One major implication of the return multiples resembling a lognormal curve is that the more errors we make early in the game, the less likely we are to hit a homerun. On the qualitative end of this analysis, to get to better returns we must somehow cut the “excess fat” from the top of this curve and add it to the tail. It seems like if we can do that: a. our returns will improve and b. we’ll end up better prepared for a home-run.
Avoiding decision errors would certainly improve our returns, or “add alpha” as jargoned in finance. In an earlier article, I outlined a number of errors generally committed in venture capital such as anchoring, availability bias, recency, unit bias — accepting valuations as “universal”, group thinking (bandwagon effect)— following the herd, cognitive inertia — unwillingness to change thought patterns, irrational escalation — re-upping investment even thought one knows it’s a bad one, and overconfidence. The presence of decision biases are one of the three characteristics of a black swan event. The other two are large impact of the event and not being able to model the probability of the event. So if we’re after a black swan, on the upside, avoiding cognitive errors earlier on should lead to thicker tails thereby increasing the chances of a homerun.

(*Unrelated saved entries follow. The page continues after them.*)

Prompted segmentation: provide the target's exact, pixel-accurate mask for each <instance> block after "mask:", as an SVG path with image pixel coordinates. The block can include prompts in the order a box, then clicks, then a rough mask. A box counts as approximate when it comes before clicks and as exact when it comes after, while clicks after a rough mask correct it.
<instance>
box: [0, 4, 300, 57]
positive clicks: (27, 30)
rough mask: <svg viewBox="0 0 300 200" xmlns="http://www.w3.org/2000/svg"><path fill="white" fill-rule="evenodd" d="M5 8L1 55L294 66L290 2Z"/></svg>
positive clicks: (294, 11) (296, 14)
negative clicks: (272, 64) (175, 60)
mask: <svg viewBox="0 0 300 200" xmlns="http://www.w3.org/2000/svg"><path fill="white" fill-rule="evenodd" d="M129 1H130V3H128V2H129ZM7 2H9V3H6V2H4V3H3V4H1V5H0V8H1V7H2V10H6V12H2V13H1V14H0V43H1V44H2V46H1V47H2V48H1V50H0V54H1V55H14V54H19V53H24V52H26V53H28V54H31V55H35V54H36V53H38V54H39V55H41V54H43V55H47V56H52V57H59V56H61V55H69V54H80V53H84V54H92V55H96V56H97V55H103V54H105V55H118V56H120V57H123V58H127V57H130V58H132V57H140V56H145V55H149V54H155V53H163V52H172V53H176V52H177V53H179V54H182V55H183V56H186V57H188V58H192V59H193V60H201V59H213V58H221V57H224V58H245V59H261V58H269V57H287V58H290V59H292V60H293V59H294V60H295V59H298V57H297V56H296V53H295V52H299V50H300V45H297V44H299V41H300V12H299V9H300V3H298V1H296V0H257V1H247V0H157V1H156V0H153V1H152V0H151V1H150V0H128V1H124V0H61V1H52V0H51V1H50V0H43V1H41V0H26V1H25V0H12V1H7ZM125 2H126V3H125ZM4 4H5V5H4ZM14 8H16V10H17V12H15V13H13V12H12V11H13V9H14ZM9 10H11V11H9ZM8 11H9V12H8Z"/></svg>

The events on the end of the lognormal tail are where big return multiples are and their returns are substantially higher than average returns. Even though cognitive biases are common in venture capital decision making, particularly in capital deployment, the benefits of a disciplined approach are clear. As we see looking at past returns, “soft” characteristics of fund management such as deal-flow, value-add, etc. have not delivered the 3x+ returns on a consistent basis regardless of the VC firm. A comprehensive study of the economic nature of venture capital is a must in every VC firm from here on out. In our case, understanding the statistical distribution of returns provides guidelines around how we deploy capital instead of arbitrary rules-of-thumb.
As John Arbuthnot said, “Mathematical knowledge adds vigour to the mind, frees it from prejudice, credulity, and superstition” and as we build companies based on math and engineering every day, that is exactly where venture capital needs to be.
Matt Oguz is managing director of Palo Alto Venture Science, a silicon valley based venture capital firm.